Wahrul menegaskan, tapir merupakan mamalia langka yang status hukum perlindungannya sangat mengikat secara konstitusional. Regulasi tersebut diatur secara rigid dalam Undang-Undang Nomor 32 Tahun 2024 tentang Perubahan atas Undang-Undang Nomor 5 Tahun 1990 tentang Konservasi Sumber Daya Alam Hayati dan Ekosistemnya. Berdasarkan payung hukum tersebut, segala aktivitas perburuan, penangkapan, konsumsi, perdagangan, hingga pembunuhan terhadap satwa dilindungi merupakan tindakan pidana berat yang diancam dengan hukuman penjara.

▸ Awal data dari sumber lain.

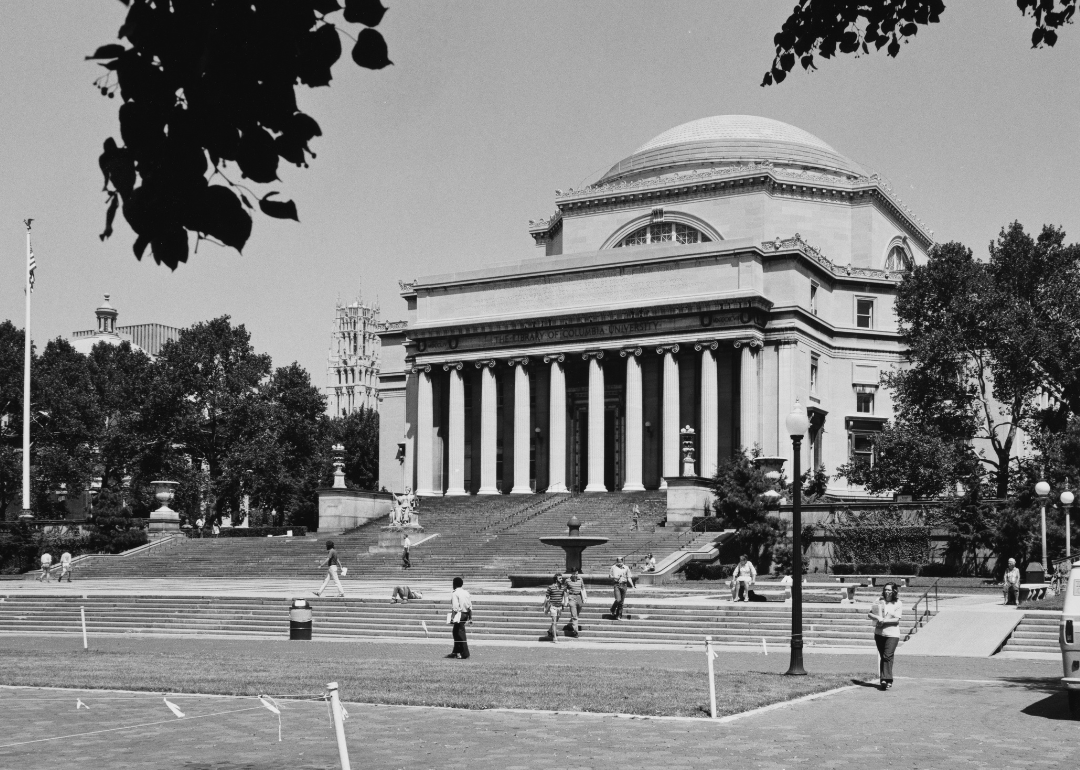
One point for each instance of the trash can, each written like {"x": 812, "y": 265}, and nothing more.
{"x": 299, "y": 620}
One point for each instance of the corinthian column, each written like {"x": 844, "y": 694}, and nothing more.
{"x": 424, "y": 434}
{"x": 488, "y": 415}
{"x": 522, "y": 431}
{"x": 670, "y": 437}
{"x": 750, "y": 401}
{"x": 710, "y": 418}
{"x": 556, "y": 431}
{"x": 633, "y": 481}
{"x": 457, "y": 438}
{"x": 595, "y": 423}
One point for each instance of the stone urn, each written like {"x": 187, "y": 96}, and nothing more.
{"x": 164, "y": 521}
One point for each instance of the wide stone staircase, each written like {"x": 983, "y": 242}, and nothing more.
{"x": 496, "y": 619}
{"x": 477, "y": 537}
{"x": 1035, "y": 633}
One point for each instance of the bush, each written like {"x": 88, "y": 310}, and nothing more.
{"x": 937, "y": 570}
{"x": 872, "y": 568}
{"x": 262, "y": 531}
{"x": 699, "y": 570}
{"x": 903, "y": 568}
{"x": 782, "y": 559}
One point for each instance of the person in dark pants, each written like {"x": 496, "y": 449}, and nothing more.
{"x": 886, "y": 616}
{"x": 622, "y": 579}
{"x": 460, "y": 613}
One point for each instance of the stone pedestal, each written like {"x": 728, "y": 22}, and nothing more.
{"x": 345, "y": 509}
{"x": 687, "y": 497}
{"x": 164, "y": 521}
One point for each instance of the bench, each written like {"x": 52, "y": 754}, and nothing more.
{"x": 1033, "y": 592}
{"x": 876, "y": 580}
{"x": 847, "y": 590}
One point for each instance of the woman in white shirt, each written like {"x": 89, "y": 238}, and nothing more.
{"x": 460, "y": 613}
{"x": 887, "y": 613}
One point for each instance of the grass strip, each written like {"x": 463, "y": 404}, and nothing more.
{"x": 406, "y": 675}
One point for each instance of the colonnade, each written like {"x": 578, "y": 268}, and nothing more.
{"x": 707, "y": 429}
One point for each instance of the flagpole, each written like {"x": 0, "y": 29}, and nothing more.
{"x": 26, "y": 385}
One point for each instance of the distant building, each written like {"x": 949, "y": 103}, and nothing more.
{"x": 352, "y": 366}
{"x": 149, "y": 338}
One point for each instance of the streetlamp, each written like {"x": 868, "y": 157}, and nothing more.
{"x": 797, "y": 423}
{"x": 1067, "y": 499}
{"x": 1042, "y": 489}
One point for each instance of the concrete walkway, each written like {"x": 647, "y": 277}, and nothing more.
{"x": 969, "y": 626}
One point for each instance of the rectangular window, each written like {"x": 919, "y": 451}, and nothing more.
{"x": 862, "y": 447}
{"x": 864, "y": 313}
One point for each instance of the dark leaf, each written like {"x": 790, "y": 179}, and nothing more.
{"x": 110, "y": 215}
{"x": 170, "y": 246}
{"x": 366, "y": 12}
{"x": 370, "y": 50}
{"x": 110, "y": 51}
{"x": 320, "y": 49}
{"x": 279, "y": 210}
{"x": 218, "y": 213}
{"x": 257, "y": 156}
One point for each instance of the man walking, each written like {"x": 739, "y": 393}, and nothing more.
{"x": 620, "y": 573}
{"x": 577, "y": 597}
{"x": 460, "y": 613}
{"x": 554, "y": 600}
{"x": 1012, "y": 583}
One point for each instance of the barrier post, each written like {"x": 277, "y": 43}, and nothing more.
{"x": 712, "y": 681}
{"x": 338, "y": 726}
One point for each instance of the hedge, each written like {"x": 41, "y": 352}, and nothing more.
{"x": 262, "y": 531}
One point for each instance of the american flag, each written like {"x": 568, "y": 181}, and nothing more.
{"x": 30, "y": 268}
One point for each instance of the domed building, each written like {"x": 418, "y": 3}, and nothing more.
{"x": 717, "y": 273}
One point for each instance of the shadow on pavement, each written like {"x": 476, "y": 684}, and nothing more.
{"x": 1055, "y": 706}
{"x": 1036, "y": 684}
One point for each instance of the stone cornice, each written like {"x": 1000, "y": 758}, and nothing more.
{"x": 836, "y": 271}
{"x": 740, "y": 178}
{"x": 752, "y": 301}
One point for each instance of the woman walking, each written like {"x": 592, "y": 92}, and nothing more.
{"x": 886, "y": 615}
{"x": 460, "y": 613}
{"x": 333, "y": 565}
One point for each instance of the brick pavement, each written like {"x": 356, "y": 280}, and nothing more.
{"x": 943, "y": 714}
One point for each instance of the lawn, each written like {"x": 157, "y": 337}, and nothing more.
{"x": 652, "y": 683}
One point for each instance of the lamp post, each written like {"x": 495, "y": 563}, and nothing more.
{"x": 797, "y": 423}
{"x": 1042, "y": 489}
{"x": 1067, "y": 499}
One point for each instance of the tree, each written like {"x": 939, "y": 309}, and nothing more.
{"x": 207, "y": 85}
{"x": 823, "y": 27}
{"x": 11, "y": 414}
{"x": 65, "y": 415}
{"x": 204, "y": 408}
{"x": 359, "y": 433}
{"x": 738, "y": 487}
{"x": 980, "y": 340}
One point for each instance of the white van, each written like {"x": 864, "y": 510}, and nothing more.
{"x": 1069, "y": 639}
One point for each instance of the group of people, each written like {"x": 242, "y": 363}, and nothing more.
{"x": 46, "y": 566}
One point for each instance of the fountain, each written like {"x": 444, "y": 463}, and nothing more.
{"x": 572, "y": 543}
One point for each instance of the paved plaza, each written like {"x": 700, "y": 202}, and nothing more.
{"x": 942, "y": 714}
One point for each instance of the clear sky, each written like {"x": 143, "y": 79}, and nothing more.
{"x": 439, "y": 162}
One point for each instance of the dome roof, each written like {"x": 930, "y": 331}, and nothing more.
{"x": 730, "y": 139}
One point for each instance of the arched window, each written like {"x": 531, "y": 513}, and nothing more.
{"x": 899, "y": 259}
{"x": 663, "y": 232}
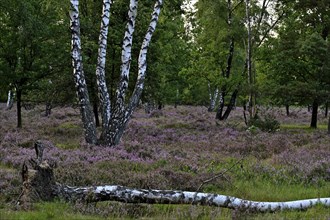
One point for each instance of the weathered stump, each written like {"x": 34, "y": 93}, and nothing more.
{"x": 38, "y": 180}
{"x": 39, "y": 185}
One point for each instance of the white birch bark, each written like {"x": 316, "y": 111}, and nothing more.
{"x": 100, "y": 69}
{"x": 142, "y": 61}
{"x": 213, "y": 96}
{"x": 130, "y": 195}
{"x": 126, "y": 55}
{"x": 10, "y": 98}
{"x": 79, "y": 77}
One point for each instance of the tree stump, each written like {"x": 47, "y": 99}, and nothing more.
{"x": 38, "y": 180}
{"x": 39, "y": 185}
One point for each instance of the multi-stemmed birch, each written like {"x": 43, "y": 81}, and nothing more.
{"x": 114, "y": 118}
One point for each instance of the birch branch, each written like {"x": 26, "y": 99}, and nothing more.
{"x": 131, "y": 195}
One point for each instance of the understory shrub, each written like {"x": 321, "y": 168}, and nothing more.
{"x": 267, "y": 123}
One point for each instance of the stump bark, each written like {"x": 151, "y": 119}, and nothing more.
{"x": 39, "y": 185}
{"x": 38, "y": 179}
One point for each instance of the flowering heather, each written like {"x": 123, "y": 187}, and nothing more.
{"x": 177, "y": 148}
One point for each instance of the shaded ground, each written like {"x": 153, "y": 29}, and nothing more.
{"x": 174, "y": 149}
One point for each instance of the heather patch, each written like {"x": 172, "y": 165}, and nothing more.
{"x": 179, "y": 148}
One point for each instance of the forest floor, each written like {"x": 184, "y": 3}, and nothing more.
{"x": 175, "y": 148}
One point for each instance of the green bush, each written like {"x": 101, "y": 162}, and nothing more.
{"x": 268, "y": 123}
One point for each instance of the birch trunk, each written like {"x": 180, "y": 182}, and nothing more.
{"x": 213, "y": 96}
{"x": 221, "y": 113}
{"x": 251, "y": 103}
{"x": 122, "y": 115}
{"x": 150, "y": 196}
{"x": 126, "y": 56}
{"x": 79, "y": 77}
{"x": 10, "y": 99}
{"x": 100, "y": 69}
{"x": 39, "y": 183}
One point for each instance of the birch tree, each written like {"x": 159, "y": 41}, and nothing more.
{"x": 260, "y": 19}
{"x": 39, "y": 183}
{"x": 115, "y": 116}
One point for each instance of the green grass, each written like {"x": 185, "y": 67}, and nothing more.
{"x": 42, "y": 211}
{"x": 60, "y": 210}
{"x": 303, "y": 127}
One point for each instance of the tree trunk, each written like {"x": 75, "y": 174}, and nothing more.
{"x": 251, "y": 75}
{"x": 231, "y": 105}
{"x": 104, "y": 97}
{"x": 96, "y": 114}
{"x": 315, "y": 107}
{"x": 48, "y": 110}
{"x": 81, "y": 87}
{"x": 326, "y": 111}
{"x": 10, "y": 99}
{"x": 39, "y": 185}
{"x": 287, "y": 109}
{"x": 221, "y": 106}
{"x": 220, "y": 115}
{"x": 213, "y": 96}
{"x": 19, "y": 107}
{"x": 329, "y": 125}
{"x": 126, "y": 57}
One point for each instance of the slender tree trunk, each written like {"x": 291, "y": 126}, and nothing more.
{"x": 104, "y": 97}
{"x": 329, "y": 125}
{"x": 213, "y": 96}
{"x": 19, "y": 107}
{"x": 96, "y": 114}
{"x": 81, "y": 87}
{"x": 39, "y": 184}
{"x": 221, "y": 114}
{"x": 10, "y": 99}
{"x": 48, "y": 110}
{"x": 221, "y": 105}
{"x": 251, "y": 77}
{"x": 315, "y": 107}
{"x": 126, "y": 57}
{"x": 231, "y": 105}
{"x": 122, "y": 112}
{"x": 326, "y": 109}
{"x": 287, "y": 109}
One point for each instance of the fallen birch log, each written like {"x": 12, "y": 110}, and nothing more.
{"x": 131, "y": 195}
{"x": 39, "y": 184}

Legislator dari Fraksi Partai Gerindra ini menyoroti alih fungsi lahan secara masif di kawasan hutan produksi Register 45 yang kini dikuasai oleh korporasi. Konflik agraria dan pembiaran pengelolaan lahan di areal konsesi seluas lebih dari 40.000 hektare tersebut dituding menjadi pemicu utama rusaknya rantai makanan satwa. Ketidakmampuan pemegang izin HTI dalam menjaga keutuhan fungsi hutan produksi membuat kawasan tersebut kini diokupasi dan dikelola oleh lebih dari 10.000 masyarakat, sehingga mereduksi zona nyaman bagi fauna endemik.
"Kasus keluarnya tapir hingga disembelih oleh warga ini harus dibaca sebagai alarm kerusakan ekosistem. Ada konsesi PT Silva Inhutani Lampung di atas lahan tersebut yang tidak dikelola sepenuhnya oleh pemegang izin, sehingga terjadi alih fungsi lahan secara masif. Kami mempertanyakan peran dan tanggung jawab lingkungan dari korporasi tersebut. Harus ada sanksi tegas berupa evaluasi status konsesi serta kewajiban reboisasi atau penanaman ulang pada lahan-lahan kritis demi mengembalikan fungsi perlindungan ekologis satwa," tegas Wahrul Fauzi Silalahi.
Di sisi lain, parlemen memberikan apresiasi tinggi terhadap langkah responsif Polres Mesuji yang bergerak cepat melakukan penegakan hukum dan mengamankan para terduga pelaku penyembelihan. Kendati demikian, DPRD Lampung mengingatkan bahwa pendekatan punitif tidak akan menyelesaikan akar masalah. Balai Konservasi Sumber Daya Alam (BKSDA) didesak untuk mengintensifkan edukasi mitigasi konflik satwa dan manusia di wilayah penyangga hutan, guna memastikan masyarakat paham mengenai jenis-jenis fauna yang dilindungi undang-undang agar tragedi lingkungan serupa tidak kembali terulang di masa depan.